Это отличный ответ – во всяком случае, когда он исходит от этого великолепного существа. Наверное, поэтому я и прыскаю со смеху, когда Реми встречается со мной взглядом. Он тоже смеется, Колдер же только распушает свои волосы и встряхивает ими.
– Почему бы вам не присесть на пол? – предлагает Реми. – Устраивайтесь поудобнее и расскажите мне, что заставило вас попроситься ко мне.
– Ты хочешь сказать – устраивайтесь понеудобнее, не так ли? – спрашивает Флинт, глядя на исцарапанный и покрытый вмятинами пол. Я приглядываюсь и вижу, что среди этих царапин есть… следы когтей? От этой мысли у меня падает сердце.
Что же тут происходит, если кто-то вот так дерет здешний пол? И как нам не допустить, чтобы это произошло и с нами?
Реми усмехается.
– Удобства – это относительное понятие, когда ты приговорен пожизненно. Но, думаю, скоро вы и сами это поймете.
– Вообще-то мы надеялись, что ты сам ответишь на свой вопрос, – говорю я ему. – Мать Флинта – королева драконов, и это она сказала нам найти тебя. Нам надо отыскать в этой тюрьме еще кое-кого, а затем сбежать, желательно быстро.
– В самом деле? – Реми поднимает брови. – Вы собираетесь сбежать отсюда вчетвером и воображаете, что это будет легко? – Он щелкает пальцами, и с их кончиков сыплются искры. Они висят в воздухе несколько секунд, затем гаснут.
– Да, собираемся, – подтверждает Флинт.
– А вам известно, что в этой тюрьме действует проклятие, которое невозможно преодолеть?
– Да, известно, – отвечаю я.
– И что же? Вы думаете, что сможете его преодолеть?
– Непременно. Мы непременно его преодолеем, – говорит Хадсон, и в его голосе звучит такая же надменность, как и в голосе Колдер. И такая же уверенность в собственных силах.
Его голубые глаза сияют, когда он с вызовом смотрит на Реми, темные волосы падают на лоб после того, как ветер и огонь уничтожили его прическу. К тому же тюремная роба, выглядящая на мне так нелепо, на нем смотрится чертовски хорошо, особенно с расстегнутым воротом, открывающим горло, которое так и хочется целовать.
Я понимаю, что мы находимся в тюрьме, как и то, что дело плохо, очень плохо.
Я также знаю, что если мы отыщем кузнеца, то используем его, чтобы добыть Корону, разгромить Сайруса и разорвать узы нашего сопряжения, чтобы спасти душу Джексона.

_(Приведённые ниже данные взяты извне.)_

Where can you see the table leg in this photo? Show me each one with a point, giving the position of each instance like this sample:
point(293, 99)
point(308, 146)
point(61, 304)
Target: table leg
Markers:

Но сейчас, когда моя пара обнимает меня и готовится иметь дело с ведьмаком и мантикорой, трудно все это помнить. Если честно, трудно помнить хоть что-то помимо этого. По какой-то непонятной причине вселенная сопрягла меня с этим шикарным, сексуальным, блестящим парнем и сделала его моим. Моим.
Я пытаюсь не привлекать к себе внимания, но, видимо, мои чувства написаны у меня на лице, потому что Хадсон то и дело бросает на меня странные взгляды. А когда наши взгляды встречаются на секунду или две, он неловко ерзает.